Unique molecular features and cellular responses differentiate two populations of motor cortical Layer 5b neurons in a preclinical model of ALS.

A major paradox of neurodegenerative disorders such as amyotrophic lateral sclerosis (ALS) is that many genes linked to disease are ubiquitously expressed, yet only discrete subtypes of cells degenerate. Therapeutic advancement depends on understanding unique molecular responses of vulnerable cells in the context of disease-causing mutations.
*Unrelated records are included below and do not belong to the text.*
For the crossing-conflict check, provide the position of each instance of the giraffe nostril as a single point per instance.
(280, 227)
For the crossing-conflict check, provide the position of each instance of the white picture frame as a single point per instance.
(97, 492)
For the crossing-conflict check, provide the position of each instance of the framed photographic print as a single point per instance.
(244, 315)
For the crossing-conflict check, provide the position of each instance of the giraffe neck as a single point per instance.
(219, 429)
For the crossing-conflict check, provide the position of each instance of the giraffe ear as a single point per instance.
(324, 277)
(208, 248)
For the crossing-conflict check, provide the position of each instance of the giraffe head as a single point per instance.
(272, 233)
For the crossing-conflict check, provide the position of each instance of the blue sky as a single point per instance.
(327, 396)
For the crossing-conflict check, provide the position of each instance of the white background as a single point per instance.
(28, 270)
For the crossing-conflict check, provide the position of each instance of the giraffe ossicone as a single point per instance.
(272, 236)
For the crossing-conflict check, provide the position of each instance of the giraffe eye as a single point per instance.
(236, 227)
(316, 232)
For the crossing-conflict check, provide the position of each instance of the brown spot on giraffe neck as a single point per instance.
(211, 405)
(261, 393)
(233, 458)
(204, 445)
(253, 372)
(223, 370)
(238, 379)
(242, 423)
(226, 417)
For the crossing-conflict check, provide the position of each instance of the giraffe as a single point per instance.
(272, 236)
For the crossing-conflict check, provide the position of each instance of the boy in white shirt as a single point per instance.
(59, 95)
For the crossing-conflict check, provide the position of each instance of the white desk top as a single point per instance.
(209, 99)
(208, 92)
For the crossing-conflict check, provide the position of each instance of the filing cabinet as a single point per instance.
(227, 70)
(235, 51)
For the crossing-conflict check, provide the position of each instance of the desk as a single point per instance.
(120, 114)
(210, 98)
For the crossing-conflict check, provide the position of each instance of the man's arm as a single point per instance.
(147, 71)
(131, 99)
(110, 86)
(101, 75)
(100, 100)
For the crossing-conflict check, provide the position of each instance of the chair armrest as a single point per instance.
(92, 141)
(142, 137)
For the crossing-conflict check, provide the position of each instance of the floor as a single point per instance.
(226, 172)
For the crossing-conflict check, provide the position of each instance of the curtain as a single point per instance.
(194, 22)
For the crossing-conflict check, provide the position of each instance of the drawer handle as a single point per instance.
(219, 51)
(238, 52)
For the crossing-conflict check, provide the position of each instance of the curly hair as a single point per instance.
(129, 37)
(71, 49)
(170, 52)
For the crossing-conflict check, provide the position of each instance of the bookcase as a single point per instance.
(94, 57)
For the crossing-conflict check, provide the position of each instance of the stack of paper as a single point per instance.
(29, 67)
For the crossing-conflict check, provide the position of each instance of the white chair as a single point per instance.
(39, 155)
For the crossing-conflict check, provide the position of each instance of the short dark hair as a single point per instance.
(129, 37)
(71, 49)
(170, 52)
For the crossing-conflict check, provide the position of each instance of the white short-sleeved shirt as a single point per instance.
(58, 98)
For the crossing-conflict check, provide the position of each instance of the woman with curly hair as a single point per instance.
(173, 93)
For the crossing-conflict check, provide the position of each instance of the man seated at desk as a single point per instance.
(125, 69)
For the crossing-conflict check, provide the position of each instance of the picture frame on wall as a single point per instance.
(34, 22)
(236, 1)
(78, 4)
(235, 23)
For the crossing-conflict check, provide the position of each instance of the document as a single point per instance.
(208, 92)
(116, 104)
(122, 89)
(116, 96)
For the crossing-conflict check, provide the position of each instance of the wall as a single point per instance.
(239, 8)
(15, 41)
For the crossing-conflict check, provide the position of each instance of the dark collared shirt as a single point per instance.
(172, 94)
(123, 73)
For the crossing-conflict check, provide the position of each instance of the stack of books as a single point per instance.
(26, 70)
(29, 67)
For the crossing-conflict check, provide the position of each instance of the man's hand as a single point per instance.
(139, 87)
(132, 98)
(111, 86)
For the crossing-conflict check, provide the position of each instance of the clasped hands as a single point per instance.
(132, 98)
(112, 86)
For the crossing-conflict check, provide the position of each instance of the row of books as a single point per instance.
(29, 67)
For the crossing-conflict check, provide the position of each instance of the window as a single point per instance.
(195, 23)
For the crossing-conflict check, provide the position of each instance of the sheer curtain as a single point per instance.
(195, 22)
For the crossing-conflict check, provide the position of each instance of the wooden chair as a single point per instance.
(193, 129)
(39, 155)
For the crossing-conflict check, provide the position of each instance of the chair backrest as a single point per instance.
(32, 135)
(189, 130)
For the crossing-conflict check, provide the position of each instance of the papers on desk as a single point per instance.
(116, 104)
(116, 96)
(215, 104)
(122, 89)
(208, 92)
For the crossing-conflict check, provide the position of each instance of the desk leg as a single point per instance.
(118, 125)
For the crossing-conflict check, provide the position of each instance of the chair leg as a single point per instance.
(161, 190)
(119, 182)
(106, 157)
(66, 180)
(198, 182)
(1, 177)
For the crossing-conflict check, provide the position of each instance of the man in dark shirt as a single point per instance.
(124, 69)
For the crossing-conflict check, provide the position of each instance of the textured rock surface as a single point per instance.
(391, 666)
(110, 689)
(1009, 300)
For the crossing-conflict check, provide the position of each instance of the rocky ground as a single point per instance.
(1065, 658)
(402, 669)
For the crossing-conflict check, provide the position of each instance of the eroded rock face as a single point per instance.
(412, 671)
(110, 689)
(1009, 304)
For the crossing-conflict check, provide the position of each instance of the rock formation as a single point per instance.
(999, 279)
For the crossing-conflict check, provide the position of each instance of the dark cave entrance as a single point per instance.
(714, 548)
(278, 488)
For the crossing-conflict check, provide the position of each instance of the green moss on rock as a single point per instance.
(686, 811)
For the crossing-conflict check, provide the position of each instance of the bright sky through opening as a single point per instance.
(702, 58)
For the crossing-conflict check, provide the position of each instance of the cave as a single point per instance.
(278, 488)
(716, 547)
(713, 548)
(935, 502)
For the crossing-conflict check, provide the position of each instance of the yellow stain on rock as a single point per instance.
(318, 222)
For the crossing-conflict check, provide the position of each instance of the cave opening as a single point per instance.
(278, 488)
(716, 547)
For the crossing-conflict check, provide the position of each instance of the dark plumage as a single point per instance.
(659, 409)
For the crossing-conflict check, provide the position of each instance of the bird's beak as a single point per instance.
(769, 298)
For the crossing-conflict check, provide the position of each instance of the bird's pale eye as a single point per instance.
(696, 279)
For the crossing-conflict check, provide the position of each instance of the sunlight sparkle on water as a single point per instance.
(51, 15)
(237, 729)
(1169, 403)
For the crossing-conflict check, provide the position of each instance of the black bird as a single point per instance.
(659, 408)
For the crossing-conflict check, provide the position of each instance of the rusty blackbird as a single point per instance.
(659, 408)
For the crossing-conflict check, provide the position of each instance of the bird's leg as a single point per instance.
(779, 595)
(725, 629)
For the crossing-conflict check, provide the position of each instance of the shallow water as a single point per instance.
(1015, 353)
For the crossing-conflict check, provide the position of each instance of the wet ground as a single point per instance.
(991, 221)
Here, we describe two bacTRAP lines, Gprin3 and Colgalt2, that label distinct populations of projection neurons in layer 5b (L5b) of motor cortex. We demonstrate that these cells can be distinguished not only by their anatomical features, but by their underlying molecular properties. In the SOD1*G93A preclinical ALS model, both populations showed molecular responses in common, but Gprin3 corticospinal population showed additional, unique responses in disease that may reflect their disease vulnerability since Gprin3 cells were lost during disease progression while Colgalt2 cells were spared. These results tease apart molecular pathways that may contribute to ALS pathology and provide a framework for elucidating selective vulnerability. The translating ribosome affinity purification (TRAP) method was used to collect polysome-bound mRNAs were collected from two subpopulations of layer 5b pyramidal neurons using Gprin3-bacTRAP mice or Colgalt2-bacTRAP mice. TRAP IPs were compared to whole tissue mRNAs (input) or TRAP IP mRNAs were compared between cell types (Gprin3 and Colgalt2), or between transgenic ALS mice (SOD1*G93A) and wildtype littermates within each cell type (Gprin3 and Colgalt2). We collected 2-5 replicates for each experimental group.